Et lui-même avait aussi ses raisons!

Pardon, mon cher Dumas!—je vous écris un peu à la manière allemande, mais je ne puis faire autrement. Dès que je prends pied de l'autre côté du Rhin, je fredonne aussitôt le tirily joyeux que chantait Henri Heine en voyant l'Italie,—et j'oublie un peu le français, bien que je ne sache pas beaucoup l'allemand.

J'ai appris cette langue, comme on étudie une langue savante, —en commençant par les racines, par le haut allemand et le vieux dialecte souabe.
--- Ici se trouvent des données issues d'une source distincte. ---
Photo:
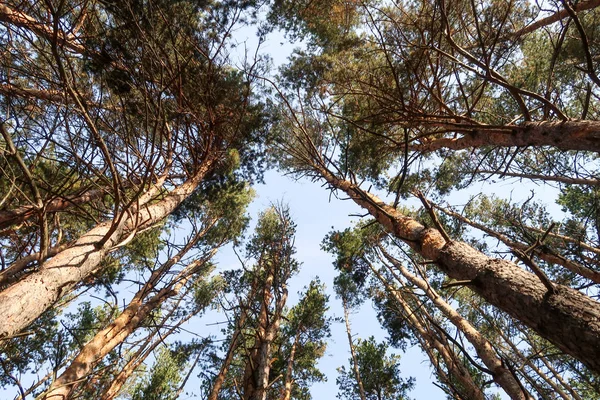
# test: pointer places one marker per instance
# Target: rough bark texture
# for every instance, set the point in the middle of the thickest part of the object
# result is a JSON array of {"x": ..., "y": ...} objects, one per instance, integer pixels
[
  {"x": 588, "y": 273},
  {"x": 110, "y": 337},
  {"x": 566, "y": 317},
  {"x": 501, "y": 375},
  {"x": 430, "y": 341},
  {"x": 562, "y": 14},
  {"x": 235, "y": 339},
  {"x": 567, "y": 135},
  {"x": 24, "y": 301}
]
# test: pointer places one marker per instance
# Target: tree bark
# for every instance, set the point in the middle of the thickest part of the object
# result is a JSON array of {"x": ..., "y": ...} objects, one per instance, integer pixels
[
  {"x": 289, "y": 381},
  {"x": 579, "y": 269},
  {"x": 484, "y": 349},
  {"x": 24, "y": 301},
  {"x": 111, "y": 336},
  {"x": 430, "y": 341},
  {"x": 566, "y": 135},
  {"x": 361, "y": 389},
  {"x": 565, "y": 317}
]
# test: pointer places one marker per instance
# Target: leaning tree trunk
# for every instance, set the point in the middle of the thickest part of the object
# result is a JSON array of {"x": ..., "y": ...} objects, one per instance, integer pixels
[
  {"x": 26, "y": 300},
  {"x": 114, "y": 334},
  {"x": 484, "y": 349},
  {"x": 430, "y": 341},
  {"x": 565, "y": 135},
  {"x": 564, "y": 316}
]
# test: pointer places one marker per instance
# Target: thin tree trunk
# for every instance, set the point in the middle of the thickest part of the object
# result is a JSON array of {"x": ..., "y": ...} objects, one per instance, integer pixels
[
  {"x": 361, "y": 389},
  {"x": 23, "y": 213},
  {"x": 142, "y": 353},
  {"x": 564, "y": 316},
  {"x": 579, "y": 269},
  {"x": 235, "y": 339},
  {"x": 24, "y": 301},
  {"x": 111, "y": 336},
  {"x": 455, "y": 368},
  {"x": 289, "y": 381},
  {"x": 501, "y": 375}
]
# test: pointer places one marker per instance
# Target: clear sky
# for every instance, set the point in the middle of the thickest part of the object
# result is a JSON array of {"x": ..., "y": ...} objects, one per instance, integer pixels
[{"x": 315, "y": 215}]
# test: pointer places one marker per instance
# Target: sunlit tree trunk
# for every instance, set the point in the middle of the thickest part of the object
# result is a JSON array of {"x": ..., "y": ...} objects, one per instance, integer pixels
[
  {"x": 455, "y": 368},
  {"x": 361, "y": 389},
  {"x": 114, "y": 334},
  {"x": 289, "y": 372},
  {"x": 564, "y": 316},
  {"x": 500, "y": 373},
  {"x": 24, "y": 301}
]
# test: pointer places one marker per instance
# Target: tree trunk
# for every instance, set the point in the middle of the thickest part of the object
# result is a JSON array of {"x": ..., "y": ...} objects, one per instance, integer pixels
[
  {"x": 501, "y": 375},
  {"x": 235, "y": 338},
  {"x": 564, "y": 316},
  {"x": 567, "y": 135},
  {"x": 143, "y": 352},
  {"x": 361, "y": 389},
  {"x": 579, "y": 269},
  {"x": 456, "y": 370},
  {"x": 26, "y": 300}
]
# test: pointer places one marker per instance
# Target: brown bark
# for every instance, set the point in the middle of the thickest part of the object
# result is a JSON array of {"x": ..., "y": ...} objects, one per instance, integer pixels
[
  {"x": 256, "y": 376},
  {"x": 559, "y": 15},
  {"x": 22, "y": 20},
  {"x": 16, "y": 269},
  {"x": 114, "y": 334},
  {"x": 289, "y": 379},
  {"x": 565, "y": 317},
  {"x": 361, "y": 389},
  {"x": 484, "y": 349},
  {"x": 235, "y": 339},
  {"x": 455, "y": 368},
  {"x": 588, "y": 273},
  {"x": 566, "y": 135},
  {"x": 518, "y": 354},
  {"x": 24, "y": 301},
  {"x": 142, "y": 353}
]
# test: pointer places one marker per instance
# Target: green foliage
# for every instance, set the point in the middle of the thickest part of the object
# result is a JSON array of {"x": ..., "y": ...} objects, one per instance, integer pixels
[
  {"x": 164, "y": 377},
  {"x": 379, "y": 373}
]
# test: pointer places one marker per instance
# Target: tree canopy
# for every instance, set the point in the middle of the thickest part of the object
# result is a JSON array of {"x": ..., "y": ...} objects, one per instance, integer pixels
[{"x": 468, "y": 132}]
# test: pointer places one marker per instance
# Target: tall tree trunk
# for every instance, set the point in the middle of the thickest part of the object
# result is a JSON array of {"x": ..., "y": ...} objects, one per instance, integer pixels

De sorte que je ressemble ici à ces professeurs de chinois ou de thibétain que l'on a la malice de mettre en rapport avec des naturels de ce pays.... Peut-être pourrais-je prouver à tel Allemand que je sais sa langue mieux que lui; mais rien ne me serait plus difficile que de le lui démontrer dans sa langue.

J'ai donc demandé à l'hôte, avec beaucoup de peine, quels étaient les spectacles de Wiesbaden, autres que le concert de l'enfant de dix ans.

—Vous avez encore, me dit-il, les singes (die Affen).

—Mais que joue-t-on au théâtre Grand-Ducal?

—Au Grand-Théâtre, vous avez l'exposition de l'industrie du duché de Nassau....

Imaginez, mon cher Dumas, la déception d'un voyageur qui cherche à tout prix une pièce à analyser, des acteurs à critiquer, et qui se voit réduit à juger une exposition de l'industrie.